На мгновение ему показалось, что он маленький мальчик и мама зовёт его домой. Так звала его в детстве только она. Ночь была лунной и безоблачной, а под самым потолком с двух противоположных сторон были проделаны специальные вентиляционные отверстия, и потому он сумел разглядеть Машу, ощупывающую пол снизу, возле двери.
– Да здесь я! Здесь, наверху. Что тебе в комнате не спится? – спросонья он был зол на весь мир. – Ну и чего ты сюда-то припёрлась?
– Мне страшно там одной. Я боюсь, – вот теперь это точно был маленький и напуганный ребёнок.
– Ладно, устраивайся. Только, извини, я очень устал и жутко хочу спать.
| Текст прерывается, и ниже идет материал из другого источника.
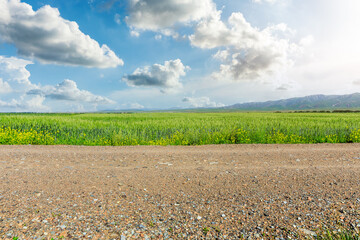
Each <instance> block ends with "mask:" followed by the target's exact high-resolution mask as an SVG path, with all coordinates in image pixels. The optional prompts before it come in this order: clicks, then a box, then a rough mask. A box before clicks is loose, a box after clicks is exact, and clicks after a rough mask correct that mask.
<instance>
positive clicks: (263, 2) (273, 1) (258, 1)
mask: <svg viewBox="0 0 360 240" xmlns="http://www.w3.org/2000/svg"><path fill="white" fill-rule="evenodd" d="M252 1H253V2H254V3H264V2H265V3H270V4H274V3H276V2H281V1H282V0H252Z"/></svg>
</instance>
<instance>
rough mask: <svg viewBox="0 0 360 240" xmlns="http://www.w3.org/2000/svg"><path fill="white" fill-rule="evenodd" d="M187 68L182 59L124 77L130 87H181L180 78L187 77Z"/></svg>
mask: <svg viewBox="0 0 360 240" xmlns="http://www.w3.org/2000/svg"><path fill="white" fill-rule="evenodd" d="M187 69H189V67H185V66H184V65H183V64H182V62H181V60H180V59H176V60H170V61H165V63H164V65H160V64H154V65H152V66H151V67H150V66H147V67H144V68H142V69H141V68H138V69H136V70H135V71H134V72H133V74H130V75H126V76H124V77H123V81H125V82H126V83H127V84H128V85H130V86H150V87H162V88H179V87H181V86H182V85H181V83H180V77H182V76H185V75H186V72H185V71H186V70H187Z"/></svg>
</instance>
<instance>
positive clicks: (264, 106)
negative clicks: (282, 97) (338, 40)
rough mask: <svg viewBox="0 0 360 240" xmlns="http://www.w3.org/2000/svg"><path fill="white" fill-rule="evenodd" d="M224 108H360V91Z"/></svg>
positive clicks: (287, 109) (254, 103) (268, 108)
mask: <svg viewBox="0 0 360 240" xmlns="http://www.w3.org/2000/svg"><path fill="white" fill-rule="evenodd" d="M223 109H230V110H248V111H283V110H336V109H360V93H353V94H348V95H311V96H306V97H297V98H289V99H282V100H277V101H267V102H249V103H238V104H234V105H231V106H226V107H223Z"/></svg>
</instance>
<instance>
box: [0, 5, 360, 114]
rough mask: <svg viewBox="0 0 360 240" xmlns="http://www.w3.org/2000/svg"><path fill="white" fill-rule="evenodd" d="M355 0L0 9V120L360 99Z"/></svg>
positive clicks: (8, 8)
mask: <svg viewBox="0 0 360 240" xmlns="http://www.w3.org/2000/svg"><path fill="white" fill-rule="evenodd" d="M359 12H360V1H358V0H315V1H314V0H237V1H234V0H181V1H180V0H166V1H163V0H72V1H64V0H21V1H20V0H0V112H87V111H102V110H125V109H172V108H194V107H222V106H226V105H232V104H235V103H243V102H253V101H267V100H276V99H284V98H291V97H301V96H307V95H313V94H350V93H354V92H360V67H359V66H360V58H359V55H360V44H359V42H360V28H359V26H360V15H359V14H358V13H359Z"/></svg>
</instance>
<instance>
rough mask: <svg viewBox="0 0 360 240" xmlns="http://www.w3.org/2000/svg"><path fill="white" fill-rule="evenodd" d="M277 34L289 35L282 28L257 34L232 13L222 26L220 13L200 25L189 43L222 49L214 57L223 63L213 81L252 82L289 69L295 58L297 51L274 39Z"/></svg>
mask: <svg viewBox="0 0 360 240" xmlns="http://www.w3.org/2000/svg"><path fill="white" fill-rule="evenodd" d="M279 32H282V33H284V34H283V35H286V34H285V33H287V34H291V31H290V30H289V28H288V27H287V26H286V25H285V24H280V25H275V26H270V27H268V28H265V29H263V30H259V29H257V28H255V27H253V26H251V24H250V23H249V22H247V21H246V19H245V18H244V16H243V15H242V14H241V13H233V14H232V15H231V16H230V17H229V19H228V24H225V23H224V22H223V21H222V20H221V11H217V12H215V13H214V14H213V15H212V16H211V17H210V18H207V19H204V20H202V21H200V22H199V24H198V25H197V27H196V29H195V32H194V34H192V35H191V36H190V37H189V39H190V41H191V44H192V45H193V46H196V47H200V48H204V49H212V48H220V47H223V48H225V50H220V51H218V53H217V54H215V55H214V57H215V58H216V59H219V60H221V61H222V63H223V64H221V66H220V71H218V72H216V73H214V75H213V76H214V77H216V78H218V79H224V78H226V79H232V80H252V79H257V78H260V77H262V76H265V75H269V74H272V73H274V72H277V71H278V70H279V69H281V68H282V67H284V66H286V65H291V63H292V61H291V59H290V55H292V54H295V53H296V52H297V51H298V49H299V47H298V46H297V45H296V44H293V43H290V42H289V40H288V39H287V38H280V37H278V36H280V35H281V34H279Z"/></svg>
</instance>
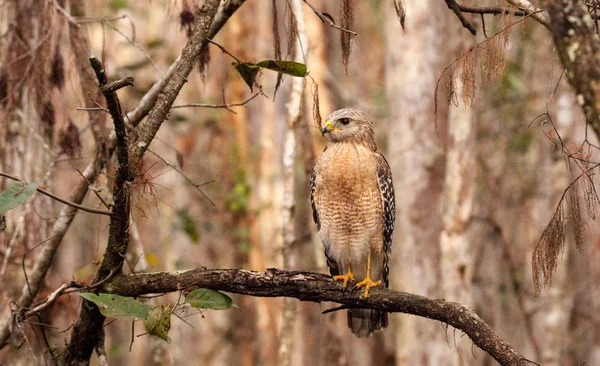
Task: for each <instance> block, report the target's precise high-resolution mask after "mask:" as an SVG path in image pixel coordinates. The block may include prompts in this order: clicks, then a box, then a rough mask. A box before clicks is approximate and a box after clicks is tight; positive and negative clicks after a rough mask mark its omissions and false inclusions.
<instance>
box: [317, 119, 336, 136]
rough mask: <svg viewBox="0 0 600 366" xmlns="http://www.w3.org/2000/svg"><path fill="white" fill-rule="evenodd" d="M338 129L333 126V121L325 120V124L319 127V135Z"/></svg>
mask: <svg viewBox="0 0 600 366" xmlns="http://www.w3.org/2000/svg"><path fill="white" fill-rule="evenodd" d="M335 130H339V128H335V127H333V123H332V122H331V121H327V122H325V125H324V126H323V128H322V129H321V136H325V134H326V133H329V132H331V131H335Z"/></svg>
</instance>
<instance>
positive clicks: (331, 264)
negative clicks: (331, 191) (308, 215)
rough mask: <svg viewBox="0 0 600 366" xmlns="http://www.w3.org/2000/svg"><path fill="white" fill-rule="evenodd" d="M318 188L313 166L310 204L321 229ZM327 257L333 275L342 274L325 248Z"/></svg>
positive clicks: (310, 191)
mask: <svg viewBox="0 0 600 366" xmlns="http://www.w3.org/2000/svg"><path fill="white" fill-rule="evenodd" d="M316 190H317V169H316V167H315V168H313V173H312V175H311V176H310V205H311V207H312V210H313V219H314V220H315V224H317V229H318V230H321V222H320V221H319V213H318V212H317V207H316V206H315V191H316ZM325 257H326V258H327V266H328V267H329V273H331V275H332V276H337V275H339V274H340V270H339V268H338V266H337V263H336V262H335V261H334V260H333V258H331V256H330V255H329V253H328V252H327V249H326V250H325Z"/></svg>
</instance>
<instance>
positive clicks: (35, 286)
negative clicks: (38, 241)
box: [0, 155, 101, 349]
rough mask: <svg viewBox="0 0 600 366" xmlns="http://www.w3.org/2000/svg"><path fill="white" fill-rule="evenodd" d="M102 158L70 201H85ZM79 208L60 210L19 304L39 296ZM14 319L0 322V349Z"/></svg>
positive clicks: (22, 288) (20, 296) (97, 173)
mask: <svg viewBox="0 0 600 366" xmlns="http://www.w3.org/2000/svg"><path fill="white" fill-rule="evenodd" d="M100 160H101V159H100V157H99V156H98V155H97V156H96V157H95V158H94V160H93V161H92V162H91V163H90V164H89V165H88V166H87V167H86V168H85V170H84V171H83V176H84V179H83V180H82V182H81V183H79V185H77V186H76V188H75V190H74V192H73V194H72V195H71V198H70V200H69V201H71V202H75V203H81V202H83V199H84V198H85V195H86V193H87V191H88V186H89V185H88V181H90V182H93V181H95V180H96V177H97V176H98V172H99V171H100V163H99V161H100ZM77 210H78V209H77V208H74V207H72V206H65V207H63V209H62V210H61V211H60V214H59V215H58V219H57V220H56V222H55V223H54V225H52V231H51V233H50V237H49V239H48V240H47V241H46V243H44V245H43V247H42V251H41V253H40V255H39V257H38V259H37V260H36V262H35V265H34V266H33V270H32V271H31V273H30V274H29V275H28V278H29V280H28V282H27V283H26V284H25V285H23V288H22V289H21V295H20V296H19V299H18V300H17V301H16V304H17V306H19V307H28V306H29V305H31V303H32V302H33V299H34V298H35V297H36V296H37V294H38V292H39V291H40V288H41V287H42V283H43V281H44V278H45V277H46V273H47V272H48V269H50V266H51V265H52V261H53V259H54V255H55V254H56V251H57V250H58V246H59V245H60V243H61V242H62V240H63V238H64V236H65V234H66V232H67V229H68V228H69V226H71V222H73V218H75V215H76V214H77ZM14 320H15V316H14V314H11V315H10V316H7V317H6V318H4V319H2V321H1V322H0V349H1V348H3V347H4V346H5V345H6V343H7V341H8V339H9V336H10V327H11V323H12V322H13V321H14Z"/></svg>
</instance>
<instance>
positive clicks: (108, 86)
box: [65, 56, 133, 365]
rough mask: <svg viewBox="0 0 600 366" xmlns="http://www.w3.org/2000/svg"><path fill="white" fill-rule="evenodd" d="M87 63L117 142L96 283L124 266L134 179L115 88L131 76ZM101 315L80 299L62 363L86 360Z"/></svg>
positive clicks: (124, 123) (95, 338)
mask: <svg viewBox="0 0 600 366" xmlns="http://www.w3.org/2000/svg"><path fill="white" fill-rule="evenodd" d="M90 64H91V66H92V68H93V69H94V72H95V73H96V77H97V78H98V84H99V86H100V90H102V94H103V95H104V98H105V99H106V106H107V107H108V110H109V112H110V115H111V117H112V120H113V123H114V126H115V134H116V142H117V147H116V148H117V162H118V166H117V171H116V173H115V180H114V188H113V197H114V206H113V215H112V216H111V217H110V228H109V233H108V244H107V247H106V251H105V252H104V258H103V260H102V263H101V264H100V268H99V269H98V272H97V273H96V276H95V279H94V283H98V282H99V281H102V280H103V279H105V278H107V277H108V276H109V275H111V274H113V273H117V274H118V273H120V272H121V268H122V266H123V260H124V258H125V253H126V252H127V246H128V243H129V233H128V229H129V213H130V207H131V189H129V188H128V185H129V184H130V182H132V181H133V174H132V172H131V170H130V167H129V138H128V135H127V128H126V127H125V120H124V119H123V113H122V111H121V103H120V102H119V97H118V96H117V93H116V90H117V89H119V88H122V87H124V86H127V85H132V83H133V79H132V78H126V79H123V80H117V81H113V82H109V81H108V77H107V76H106V73H105V71H104V69H103V68H102V63H101V62H100V60H99V59H98V58H96V57H94V56H92V57H90ZM103 324H104V315H102V314H101V313H100V311H99V310H98V307H96V306H95V305H94V304H93V303H91V302H90V301H88V300H83V302H82V306H81V312H80V314H79V318H78V319H77V322H76V323H75V326H74V327H73V332H72V333H71V341H70V343H69V345H68V346H67V349H66V354H65V363H66V364H67V365H78V364H80V363H82V362H89V359H90V356H91V354H92V352H93V351H94V349H95V348H96V347H97V346H98V345H99V344H100V343H101V340H102V339H103V336H104V330H103V329H102V325H103Z"/></svg>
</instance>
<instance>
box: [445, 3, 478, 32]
mask: <svg viewBox="0 0 600 366" xmlns="http://www.w3.org/2000/svg"><path fill="white" fill-rule="evenodd" d="M446 5H447V6H448V8H450V10H452V11H453V12H454V14H455V15H456V17H457V18H458V20H460V22H461V23H462V25H463V27H465V28H467V29H468V30H469V32H471V34H472V35H476V34H477V30H476V29H475V27H473V24H471V23H469V21H468V20H467V19H466V18H465V16H464V15H463V14H462V12H461V10H460V7H459V6H458V4H457V3H456V1H455V0H446Z"/></svg>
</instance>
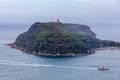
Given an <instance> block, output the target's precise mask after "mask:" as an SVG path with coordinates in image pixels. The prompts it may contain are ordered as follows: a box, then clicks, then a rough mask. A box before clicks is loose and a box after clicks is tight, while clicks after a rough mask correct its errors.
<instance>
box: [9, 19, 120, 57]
mask: <svg viewBox="0 0 120 80" xmlns="http://www.w3.org/2000/svg"><path fill="white" fill-rule="evenodd" d="M119 45H120V44H119V43H116V42H113V41H103V40H99V39H97V38H96V34H95V33H94V32H93V31H91V29H90V27H89V26H86V25H80V24H70V23H61V22H58V21H57V22H48V23H40V22H36V23H34V24H33V25H32V26H31V27H30V28H29V30H28V31H26V32H24V33H22V34H20V35H19V36H18V37H17V39H16V41H15V42H14V43H12V44H10V46H12V47H13V48H17V49H20V50H22V51H23V52H27V53H31V54H35V55H40V56H81V55H88V54H93V53H94V48H99V47H103V46H105V47H106V46H119Z"/></svg>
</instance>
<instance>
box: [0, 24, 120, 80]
mask: <svg viewBox="0 0 120 80" xmlns="http://www.w3.org/2000/svg"><path fill="white" fill-rule="evenodd" d="M1 26H2V27H1ZM3 26H4V27H3ZM11 26H12V25H11ZM16 26H18V25H13V27H9V26H7V25H0V80H119V79H120V62H119V61H120V50H98V51H96V54H94V55H89V56H83V57H67V58H66V57H63V58H50V57H38V56H35V55H28V54H25V53H22V52H21V51H19V50H16V49H12V48H10V47H9V46H6V45H5V44H6V43H11V42H13V41H14V40H15V38H16V37H17V36H18V35H19V34H20V33H22V32H24V31H26V30H27V29H28V28H29V26H28V27H24V26H21V25H19V26H18V27H16ZM118 28H119V27H118V26H115V27H114V26H113V27H112V26H97V27H94V26H93V27H92V30H94V31H95V32H96V33H97V34H98V37H100V38H101V37H103V38H104V39H106V38H107V39H112V40H116V41H120V37H119V36H118V34H116V33H120V32H119V31H118ZM102 29H103V30H102ZM108 29H109V30H108ZM106 35H107V36H106ZM99 66H106V67H108V68H110V70H108V71H99V70H97V68H98V67H99Z"/></svg>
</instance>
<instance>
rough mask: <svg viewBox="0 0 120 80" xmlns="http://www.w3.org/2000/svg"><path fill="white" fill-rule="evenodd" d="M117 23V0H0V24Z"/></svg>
mask: <svg viewBox="0 0 120 80" xmlns="http://www.w3.org/2000/svg"><path fill="white" fill-rule="evenodd" d="M57 18H58V19H60V20H61V21H62V22H71V23H119V22H120V1H119V0H0V23H31V22H35V21H41V22H47V21H51V20H55V19H57Z"/></svg>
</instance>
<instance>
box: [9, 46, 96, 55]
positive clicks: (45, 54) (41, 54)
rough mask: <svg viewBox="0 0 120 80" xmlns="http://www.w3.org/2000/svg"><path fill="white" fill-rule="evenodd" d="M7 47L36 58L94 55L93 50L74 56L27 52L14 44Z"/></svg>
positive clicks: (59, 54) (33, 52) (72, 54)
mask: <svg viewBox="0 0 120 80" xmlns="http://www.w3.org/2000/svg"><path fill="white" fill-rule="evenodd" d="M7 45H8V46H10V47H11V48H15V49H18V50H20V51H22V52H23V53H28V54H33V55H38V56H45V57H75V56H76V57H77V56H87V55H92V54H95V50H92V51H91V52H89V53H80V54H75V53H66V54H59V53H58V54H46V53H38V52H35V51H29V50H27V49H24V48H21V47H17V46H16V45H15V44H7Z"/></svg>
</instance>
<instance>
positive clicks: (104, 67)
mask: <svg viewBox="0 0 120 80" xmlns="http://www.w3.org/2000/svg"><path fill="white" fill-rule="evenodd" d="M98 70H102V71H105V70H109V68H105V67H98Z"/></svg>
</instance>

Сюрреализм был полнейший, но прикрыв глаза, Пашка попытался снова заснуть. Уже сквозь полудрёму он расслышал какой-то шорох и возню. Но когда она оказалась рядом с ним и, приподняв край пледа, подобралась к нему вплотную, сон мгновенно куда-то улетучился. Боже! Она всё с себя сняла!
– Я не могу… Когда я кинул гранату, она была ещё жива… Понимаешь? Её ещё можно было спасти. Хотя… Нет, вряд ли. Но этот взгляд не даёт мне покоя до сих пор…
– Бедненький… А она красивой была? – Маша гладила его волосы, перебирая их между пальцами.
– Не знаю, – Пашка, закинув руки за голову, лежал на спине, не шевелясь и уставившись в одну точку.
Когда она прижалась к нему всем телом, дрожа от холода, он попытался отодвинуться, но дальше была стенка – холодная и шершавая.
– Ты что, боишься меня? Дурачок… Я же тебе не сделаю больно – только приятно.
– Я не могу, – и хриплым, абсолютно чужим голосом он начал рассказывать, выдавливая из себя отдельные слова.
– То есть как это – не знаешь?
– Просто она была там одна, а нас очень много… Нам было по восемнадцать-двадцать – самый пик гормонального взрыва, а ей тридцать девять. Теперь я жив, а она – нет.
– А ты попробуй попросить у неё прощения. Ну, чтобы она отпустила тебя, – Маша произнесла это с серьёзной наивностью школьницы, отвечающей у доски невыученный урок.